Ailleurs dans le monde
Fait important, ce sont les Romains qui ont su établir les bases des premières villes d’eau curatives en Europe, dont plusieurs sont toujours en activité de nos jours, comme c’est le cas de Bath, en Angleterre. Le légendaire roi Bladud aurait découvert une source vers 863 av. J.-C., appuyé dans cette tâche par son troupeau de porcs. La guérison de la lèpre a créé une légende reprise par les Romains, qui ont réorganisé le site en le laissant sous la protection de la déesse Sulis Minerva.
Les Romains avaient aussi exploité une autre source dans la région de Nîmes, et beaucoup plus tard, à l’époque où la culture française était à la mode, l’eau « Perrier », nommée en l’honneur d’un médecin local, est même devenue le fournisseur breveté de Sa Majesté le roi d’Angleterre. Ces conquérants romains ont aussi mis sur pied le thermalisme à Budapest.
Dans la majorité des cas, plusieurs institutions européennes ayant hérité d’un tel passé offrent aujourd’hui des forfaits d’une durée plus ou moins longue, et destinés à soulager des problèmes tels le rhumatisme et les affections digestives.

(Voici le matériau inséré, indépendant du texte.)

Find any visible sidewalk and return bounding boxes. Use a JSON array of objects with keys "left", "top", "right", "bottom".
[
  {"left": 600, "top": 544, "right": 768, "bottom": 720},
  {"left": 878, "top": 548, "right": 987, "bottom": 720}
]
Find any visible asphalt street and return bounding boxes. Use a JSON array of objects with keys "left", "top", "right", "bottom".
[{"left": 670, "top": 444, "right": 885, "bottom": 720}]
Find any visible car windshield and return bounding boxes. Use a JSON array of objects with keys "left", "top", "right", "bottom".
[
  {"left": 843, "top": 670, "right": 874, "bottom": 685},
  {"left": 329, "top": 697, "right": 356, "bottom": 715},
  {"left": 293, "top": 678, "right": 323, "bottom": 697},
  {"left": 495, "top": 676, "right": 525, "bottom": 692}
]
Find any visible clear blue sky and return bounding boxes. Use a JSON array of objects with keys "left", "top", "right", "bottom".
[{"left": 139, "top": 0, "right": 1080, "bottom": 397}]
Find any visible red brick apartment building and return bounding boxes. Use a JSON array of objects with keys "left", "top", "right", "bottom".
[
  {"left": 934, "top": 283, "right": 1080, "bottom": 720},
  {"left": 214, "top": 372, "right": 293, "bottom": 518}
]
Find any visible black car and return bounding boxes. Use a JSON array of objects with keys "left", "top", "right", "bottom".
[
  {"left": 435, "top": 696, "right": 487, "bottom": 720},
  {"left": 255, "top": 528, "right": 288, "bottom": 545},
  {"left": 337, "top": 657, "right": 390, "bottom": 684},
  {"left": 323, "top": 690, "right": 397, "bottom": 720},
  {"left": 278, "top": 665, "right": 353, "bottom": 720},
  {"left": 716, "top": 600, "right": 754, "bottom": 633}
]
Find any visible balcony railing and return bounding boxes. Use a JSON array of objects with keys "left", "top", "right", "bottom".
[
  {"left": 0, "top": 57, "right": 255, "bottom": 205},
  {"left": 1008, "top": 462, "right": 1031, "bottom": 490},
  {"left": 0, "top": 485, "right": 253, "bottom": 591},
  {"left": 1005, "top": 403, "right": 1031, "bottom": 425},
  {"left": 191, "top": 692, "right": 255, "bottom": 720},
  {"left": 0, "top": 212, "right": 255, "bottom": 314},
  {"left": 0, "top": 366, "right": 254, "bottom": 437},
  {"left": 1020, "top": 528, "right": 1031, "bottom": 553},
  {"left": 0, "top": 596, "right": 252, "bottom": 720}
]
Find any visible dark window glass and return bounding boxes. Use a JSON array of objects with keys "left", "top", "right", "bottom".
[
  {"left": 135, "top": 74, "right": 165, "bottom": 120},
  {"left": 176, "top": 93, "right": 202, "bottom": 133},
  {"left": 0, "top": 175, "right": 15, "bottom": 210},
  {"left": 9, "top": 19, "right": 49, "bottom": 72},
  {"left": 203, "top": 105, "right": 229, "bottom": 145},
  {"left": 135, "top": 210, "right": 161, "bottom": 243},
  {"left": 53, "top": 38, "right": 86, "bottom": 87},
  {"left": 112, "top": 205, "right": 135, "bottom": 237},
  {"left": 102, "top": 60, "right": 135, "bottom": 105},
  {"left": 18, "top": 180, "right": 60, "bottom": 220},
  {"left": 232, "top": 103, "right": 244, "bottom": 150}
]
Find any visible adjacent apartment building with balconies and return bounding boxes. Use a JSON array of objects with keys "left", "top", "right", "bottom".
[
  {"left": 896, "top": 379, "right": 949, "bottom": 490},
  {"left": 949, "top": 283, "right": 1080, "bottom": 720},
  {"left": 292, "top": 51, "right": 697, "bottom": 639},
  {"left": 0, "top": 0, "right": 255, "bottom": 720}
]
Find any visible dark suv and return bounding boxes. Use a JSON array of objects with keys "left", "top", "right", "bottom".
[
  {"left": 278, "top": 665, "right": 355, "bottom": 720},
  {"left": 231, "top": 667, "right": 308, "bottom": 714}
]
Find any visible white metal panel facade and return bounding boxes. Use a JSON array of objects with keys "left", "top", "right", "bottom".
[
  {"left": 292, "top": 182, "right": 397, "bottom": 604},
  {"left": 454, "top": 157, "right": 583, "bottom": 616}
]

La ville de Karlovy Vary (alias Carlsbad), en République tchèque, se distingue des exemples précédemment cités, puisque son origine remonte au 14e siècle. En 2021, l’Organisation des Nations unies pour l’éducation, la science et la culture l’inscrit à sa liste du patrimoine mondial, avec 12 autres centres thermaux reconnus.
Par ailleurs, en Équateur, la ville de Baños s’est bâti une solide réputation, s’appuyant tant sur des apparitions de la Vierge que sur son usage médicinal à l’époque précolombienne. Contrairement aux autres sites, dont la nature est davantage curative, celui de Baños revendique des guérisons de nature miraculeuse.
Conclusion
Peu importe la motivation pour consommer de l’eau minérale, un facteur doit toutefois être pris en considération à notre époque, soit le coût environnemental d’un produit puisé, par exemple à 6 000 kilomètres de chez nous, versus un produit embouteillé ici même, au Québec. Il est important d’encourager l’achat local, d’autant plus que l’industrie canadienne produirait à elle seule environ 100 marques déposées d’eau minérale.